Pages

Friday, December 18, 2009

yawning chasms of change

For weeks prior to leaving for my two-week US Christmas vacation, I was waxing poetic about snow, Starbucks coffee, and shopping malls. The months since my last visit were enough to wash away any cynicism I'd had about Midwestern American life. Plus, it's Christmas. It's home.

Since I got home, I've been in a bit of a fuzzy and emotion-less observation mode. After a whirlwind 24-hour DC visit and trunk shows at a fair trade shop in Cleveland, the snowy white fairy dust settled out.

I forgot that winter in Cleveland means this:
It gets sort of light outside, the sky stays gray and ominous and from 8 am to 6 pm it looks like it's 6 pm. Perpetually on the cusp of dusk.

And Christmas:
Even in a dying county facing brutal job loss, the Strongsville Mall is packed to the gills. In this little suburb of just over 40,000 people, the roads are brimming with cars and the all paths seem to point to the mall. Nothing seems to have changed.

Except, it seems, for me. Everything seems a bit shellacked. Even the Starbucks Grande Mocha that was my lifeblood for so long looks bigger and architecturally weird (was there ALWAYS that much whipped cream on my coffee??). Driving my mom's Matrix feels like a kid's toy after the rumble and roar of my diesel Pajero. Driving is too easy. The country of origin labels on every piece of clothing seem larger than life. In my first 24 hours back home, I managed to have a quick spree at Victoria's Secret (helloooo people - they figured out how to increase your bust by TWO cup sizes!) and GAP (a perennial addiction that's harder to break than Starbucks). But since then I've been a bit shell-shocked.

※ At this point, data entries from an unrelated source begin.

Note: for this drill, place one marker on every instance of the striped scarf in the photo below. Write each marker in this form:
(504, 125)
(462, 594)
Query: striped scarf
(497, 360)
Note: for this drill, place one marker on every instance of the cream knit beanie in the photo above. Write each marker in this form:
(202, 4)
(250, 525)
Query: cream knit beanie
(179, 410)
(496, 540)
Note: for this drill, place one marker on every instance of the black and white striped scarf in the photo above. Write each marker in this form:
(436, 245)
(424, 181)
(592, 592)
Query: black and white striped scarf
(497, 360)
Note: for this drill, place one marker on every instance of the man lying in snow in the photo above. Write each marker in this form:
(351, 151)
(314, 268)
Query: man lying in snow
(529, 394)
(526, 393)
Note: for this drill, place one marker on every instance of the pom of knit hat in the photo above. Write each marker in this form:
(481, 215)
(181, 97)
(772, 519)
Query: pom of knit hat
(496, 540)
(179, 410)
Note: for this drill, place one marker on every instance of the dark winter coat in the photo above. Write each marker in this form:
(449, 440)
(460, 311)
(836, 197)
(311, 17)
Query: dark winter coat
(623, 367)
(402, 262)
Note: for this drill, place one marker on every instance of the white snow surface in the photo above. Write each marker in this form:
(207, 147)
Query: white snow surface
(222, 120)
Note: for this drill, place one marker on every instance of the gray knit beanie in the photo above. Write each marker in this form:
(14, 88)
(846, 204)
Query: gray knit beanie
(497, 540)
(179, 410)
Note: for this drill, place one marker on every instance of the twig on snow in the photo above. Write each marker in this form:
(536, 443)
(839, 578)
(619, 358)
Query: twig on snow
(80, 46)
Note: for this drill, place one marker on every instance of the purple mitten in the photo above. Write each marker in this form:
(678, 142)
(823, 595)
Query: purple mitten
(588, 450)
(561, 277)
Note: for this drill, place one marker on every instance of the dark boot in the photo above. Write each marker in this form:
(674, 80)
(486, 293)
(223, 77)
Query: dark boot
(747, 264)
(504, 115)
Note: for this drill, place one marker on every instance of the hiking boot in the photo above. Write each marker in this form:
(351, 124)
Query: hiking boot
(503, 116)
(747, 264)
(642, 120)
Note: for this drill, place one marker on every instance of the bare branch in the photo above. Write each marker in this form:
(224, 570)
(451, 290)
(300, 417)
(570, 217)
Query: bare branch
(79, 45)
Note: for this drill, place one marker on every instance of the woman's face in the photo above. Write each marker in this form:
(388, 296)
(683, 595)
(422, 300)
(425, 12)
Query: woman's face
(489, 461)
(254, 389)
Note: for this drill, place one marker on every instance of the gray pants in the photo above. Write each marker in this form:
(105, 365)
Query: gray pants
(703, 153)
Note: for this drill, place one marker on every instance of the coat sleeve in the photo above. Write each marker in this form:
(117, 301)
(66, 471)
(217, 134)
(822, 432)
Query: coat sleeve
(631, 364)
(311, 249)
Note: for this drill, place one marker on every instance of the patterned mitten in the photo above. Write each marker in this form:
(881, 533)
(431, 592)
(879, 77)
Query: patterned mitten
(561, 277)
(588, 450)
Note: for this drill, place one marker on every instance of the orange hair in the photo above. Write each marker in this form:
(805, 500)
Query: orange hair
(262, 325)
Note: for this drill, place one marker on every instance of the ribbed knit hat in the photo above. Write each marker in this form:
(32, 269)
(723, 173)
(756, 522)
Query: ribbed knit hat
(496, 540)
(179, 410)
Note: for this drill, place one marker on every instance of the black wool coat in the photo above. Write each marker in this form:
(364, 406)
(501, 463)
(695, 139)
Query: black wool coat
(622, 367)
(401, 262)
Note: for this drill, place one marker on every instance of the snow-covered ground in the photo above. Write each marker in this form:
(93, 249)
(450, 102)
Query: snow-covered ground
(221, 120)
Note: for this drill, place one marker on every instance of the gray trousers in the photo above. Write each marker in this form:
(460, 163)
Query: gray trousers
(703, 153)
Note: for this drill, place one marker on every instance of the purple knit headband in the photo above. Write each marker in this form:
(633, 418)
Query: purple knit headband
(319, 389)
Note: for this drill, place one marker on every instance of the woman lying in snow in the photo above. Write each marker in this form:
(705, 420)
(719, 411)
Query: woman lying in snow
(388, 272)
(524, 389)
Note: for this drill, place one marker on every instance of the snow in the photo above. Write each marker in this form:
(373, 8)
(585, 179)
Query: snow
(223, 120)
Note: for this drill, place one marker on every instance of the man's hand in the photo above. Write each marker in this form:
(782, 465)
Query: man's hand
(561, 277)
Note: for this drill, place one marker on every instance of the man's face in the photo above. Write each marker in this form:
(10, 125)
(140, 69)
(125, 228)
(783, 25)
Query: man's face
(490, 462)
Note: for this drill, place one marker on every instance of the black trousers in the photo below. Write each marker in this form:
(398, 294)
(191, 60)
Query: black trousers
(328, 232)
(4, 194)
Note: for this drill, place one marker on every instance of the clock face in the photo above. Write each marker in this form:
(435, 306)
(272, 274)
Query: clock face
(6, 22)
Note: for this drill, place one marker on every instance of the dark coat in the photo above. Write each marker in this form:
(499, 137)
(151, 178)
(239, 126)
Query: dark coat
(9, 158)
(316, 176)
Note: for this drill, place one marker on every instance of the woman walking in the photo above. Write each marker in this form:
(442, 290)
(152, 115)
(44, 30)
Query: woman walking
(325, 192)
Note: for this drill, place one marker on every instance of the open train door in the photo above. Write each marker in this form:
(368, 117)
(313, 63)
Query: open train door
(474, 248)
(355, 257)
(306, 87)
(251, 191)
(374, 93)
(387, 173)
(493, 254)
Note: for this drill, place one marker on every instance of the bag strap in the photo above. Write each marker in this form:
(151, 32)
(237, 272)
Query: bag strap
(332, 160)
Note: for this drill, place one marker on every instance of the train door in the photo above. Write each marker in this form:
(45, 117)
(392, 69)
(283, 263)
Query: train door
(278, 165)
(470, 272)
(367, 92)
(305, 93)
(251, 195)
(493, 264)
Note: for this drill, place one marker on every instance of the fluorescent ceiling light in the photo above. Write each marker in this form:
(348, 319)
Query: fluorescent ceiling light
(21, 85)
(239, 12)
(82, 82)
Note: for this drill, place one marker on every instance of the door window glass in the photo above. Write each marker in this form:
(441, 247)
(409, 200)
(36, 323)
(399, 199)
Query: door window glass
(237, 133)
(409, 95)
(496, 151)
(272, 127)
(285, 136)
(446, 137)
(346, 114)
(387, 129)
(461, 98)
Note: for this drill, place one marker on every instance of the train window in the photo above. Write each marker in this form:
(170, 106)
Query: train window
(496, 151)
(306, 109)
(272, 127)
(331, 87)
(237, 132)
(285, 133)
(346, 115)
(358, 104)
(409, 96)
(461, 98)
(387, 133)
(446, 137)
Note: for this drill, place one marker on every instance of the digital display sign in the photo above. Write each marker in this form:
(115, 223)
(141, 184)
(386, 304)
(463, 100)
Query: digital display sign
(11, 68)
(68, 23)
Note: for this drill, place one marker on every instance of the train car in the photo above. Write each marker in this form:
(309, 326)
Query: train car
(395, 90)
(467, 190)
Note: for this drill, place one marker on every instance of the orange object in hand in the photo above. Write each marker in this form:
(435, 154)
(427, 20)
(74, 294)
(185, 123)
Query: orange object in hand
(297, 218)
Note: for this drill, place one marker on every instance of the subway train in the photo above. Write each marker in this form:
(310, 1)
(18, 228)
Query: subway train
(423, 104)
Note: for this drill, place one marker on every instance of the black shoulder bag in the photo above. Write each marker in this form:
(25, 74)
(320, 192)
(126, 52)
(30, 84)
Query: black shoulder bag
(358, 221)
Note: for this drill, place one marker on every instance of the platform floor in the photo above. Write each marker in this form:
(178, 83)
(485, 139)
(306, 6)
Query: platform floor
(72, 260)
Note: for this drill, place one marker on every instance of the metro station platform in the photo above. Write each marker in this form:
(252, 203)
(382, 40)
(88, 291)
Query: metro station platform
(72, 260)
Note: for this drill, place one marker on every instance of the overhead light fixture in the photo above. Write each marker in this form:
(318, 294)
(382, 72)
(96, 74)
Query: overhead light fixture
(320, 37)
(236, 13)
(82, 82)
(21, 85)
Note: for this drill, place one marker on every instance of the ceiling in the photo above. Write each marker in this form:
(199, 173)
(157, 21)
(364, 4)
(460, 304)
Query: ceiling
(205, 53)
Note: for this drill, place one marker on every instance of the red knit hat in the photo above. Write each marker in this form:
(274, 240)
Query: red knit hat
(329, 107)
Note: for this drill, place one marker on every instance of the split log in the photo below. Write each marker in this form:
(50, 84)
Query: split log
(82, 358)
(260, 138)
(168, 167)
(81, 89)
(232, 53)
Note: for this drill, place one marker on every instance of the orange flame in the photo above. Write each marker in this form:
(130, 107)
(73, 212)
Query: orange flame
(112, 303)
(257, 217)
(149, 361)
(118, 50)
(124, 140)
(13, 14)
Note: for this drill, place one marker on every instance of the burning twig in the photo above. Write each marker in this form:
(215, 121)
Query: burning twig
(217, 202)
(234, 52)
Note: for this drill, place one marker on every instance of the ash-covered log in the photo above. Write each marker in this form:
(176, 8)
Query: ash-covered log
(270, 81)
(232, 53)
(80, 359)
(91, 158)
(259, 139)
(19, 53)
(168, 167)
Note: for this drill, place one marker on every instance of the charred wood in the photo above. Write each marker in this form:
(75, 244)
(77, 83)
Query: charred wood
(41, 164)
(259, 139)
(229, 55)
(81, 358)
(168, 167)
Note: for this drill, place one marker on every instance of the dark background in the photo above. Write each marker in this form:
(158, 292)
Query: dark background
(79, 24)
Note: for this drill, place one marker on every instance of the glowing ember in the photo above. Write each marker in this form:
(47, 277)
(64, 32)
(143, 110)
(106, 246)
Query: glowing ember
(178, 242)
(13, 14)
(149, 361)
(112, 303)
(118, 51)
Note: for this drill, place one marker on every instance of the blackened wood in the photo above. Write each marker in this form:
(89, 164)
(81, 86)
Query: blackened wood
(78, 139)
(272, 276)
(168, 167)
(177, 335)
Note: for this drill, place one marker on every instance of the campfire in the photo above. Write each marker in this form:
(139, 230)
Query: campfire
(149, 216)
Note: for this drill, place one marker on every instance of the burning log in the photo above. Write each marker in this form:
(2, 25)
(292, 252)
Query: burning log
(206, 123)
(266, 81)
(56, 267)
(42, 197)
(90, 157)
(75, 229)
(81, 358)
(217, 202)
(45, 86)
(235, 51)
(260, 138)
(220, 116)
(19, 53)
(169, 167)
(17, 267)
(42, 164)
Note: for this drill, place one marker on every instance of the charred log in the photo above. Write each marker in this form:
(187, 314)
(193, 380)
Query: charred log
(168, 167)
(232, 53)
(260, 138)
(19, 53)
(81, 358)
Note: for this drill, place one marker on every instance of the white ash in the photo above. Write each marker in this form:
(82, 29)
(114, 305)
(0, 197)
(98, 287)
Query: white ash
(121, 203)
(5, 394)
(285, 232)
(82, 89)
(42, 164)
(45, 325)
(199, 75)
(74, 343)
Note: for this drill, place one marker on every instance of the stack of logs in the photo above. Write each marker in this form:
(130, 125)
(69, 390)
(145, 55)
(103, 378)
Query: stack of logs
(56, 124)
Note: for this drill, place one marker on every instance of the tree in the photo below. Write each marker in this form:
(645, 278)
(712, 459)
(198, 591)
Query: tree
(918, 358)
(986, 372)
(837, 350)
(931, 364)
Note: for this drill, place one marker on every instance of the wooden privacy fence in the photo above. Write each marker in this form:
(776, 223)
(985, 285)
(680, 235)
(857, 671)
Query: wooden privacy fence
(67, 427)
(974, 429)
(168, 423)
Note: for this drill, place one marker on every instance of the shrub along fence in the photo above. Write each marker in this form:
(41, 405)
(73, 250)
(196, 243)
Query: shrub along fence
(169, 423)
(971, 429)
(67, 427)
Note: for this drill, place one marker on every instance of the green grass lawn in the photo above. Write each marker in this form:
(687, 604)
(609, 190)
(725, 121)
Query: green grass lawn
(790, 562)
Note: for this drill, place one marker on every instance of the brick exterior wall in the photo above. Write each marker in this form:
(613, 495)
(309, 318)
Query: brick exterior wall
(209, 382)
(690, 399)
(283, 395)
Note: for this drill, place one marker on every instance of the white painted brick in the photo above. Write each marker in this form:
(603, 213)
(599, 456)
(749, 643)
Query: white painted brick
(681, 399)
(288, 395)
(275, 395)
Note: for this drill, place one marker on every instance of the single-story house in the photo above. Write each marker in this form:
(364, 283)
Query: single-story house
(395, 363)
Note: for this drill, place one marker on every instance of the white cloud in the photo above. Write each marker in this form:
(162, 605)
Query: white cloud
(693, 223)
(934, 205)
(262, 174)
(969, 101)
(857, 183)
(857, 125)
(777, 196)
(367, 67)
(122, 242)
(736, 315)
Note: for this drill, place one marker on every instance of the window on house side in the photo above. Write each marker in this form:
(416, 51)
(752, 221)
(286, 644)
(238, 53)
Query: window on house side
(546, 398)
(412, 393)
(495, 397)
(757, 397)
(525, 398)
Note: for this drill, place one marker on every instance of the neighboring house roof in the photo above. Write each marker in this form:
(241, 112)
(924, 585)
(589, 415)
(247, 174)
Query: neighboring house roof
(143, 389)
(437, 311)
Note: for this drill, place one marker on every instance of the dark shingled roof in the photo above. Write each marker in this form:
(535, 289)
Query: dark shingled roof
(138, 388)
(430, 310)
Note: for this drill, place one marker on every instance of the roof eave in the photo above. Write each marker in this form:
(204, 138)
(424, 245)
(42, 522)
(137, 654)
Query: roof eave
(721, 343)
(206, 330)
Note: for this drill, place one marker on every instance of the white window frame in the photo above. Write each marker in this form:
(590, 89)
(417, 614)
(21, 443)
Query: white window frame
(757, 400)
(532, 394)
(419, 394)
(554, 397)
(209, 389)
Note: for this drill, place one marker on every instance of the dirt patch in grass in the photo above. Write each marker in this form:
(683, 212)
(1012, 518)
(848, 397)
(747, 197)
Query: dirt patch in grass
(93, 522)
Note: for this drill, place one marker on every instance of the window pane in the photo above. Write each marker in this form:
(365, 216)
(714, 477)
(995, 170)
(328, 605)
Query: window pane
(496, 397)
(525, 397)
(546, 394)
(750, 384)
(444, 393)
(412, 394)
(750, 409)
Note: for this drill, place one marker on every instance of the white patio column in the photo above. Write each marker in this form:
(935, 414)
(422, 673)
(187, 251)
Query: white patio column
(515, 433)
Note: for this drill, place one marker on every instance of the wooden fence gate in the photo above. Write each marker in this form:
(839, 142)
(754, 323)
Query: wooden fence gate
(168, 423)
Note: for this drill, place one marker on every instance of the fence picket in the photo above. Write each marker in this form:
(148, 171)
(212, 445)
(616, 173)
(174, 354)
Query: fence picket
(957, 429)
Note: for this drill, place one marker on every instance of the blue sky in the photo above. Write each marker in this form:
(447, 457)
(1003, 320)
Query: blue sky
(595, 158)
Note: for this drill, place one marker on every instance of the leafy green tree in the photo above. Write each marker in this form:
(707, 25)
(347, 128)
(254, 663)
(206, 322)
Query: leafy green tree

Much of this is superficial. I doubt I would have had the same reaction had I spent two weeks in DC. But the chasm between the life I live in Uganda, and the life I knew in Cleveland - the life I left more than ten years ago - is gaping. So I imagine it's a bit like visiting the Grand Canyon. Looking down and wondering at the majestic fissure - wondering how it got there. What it means.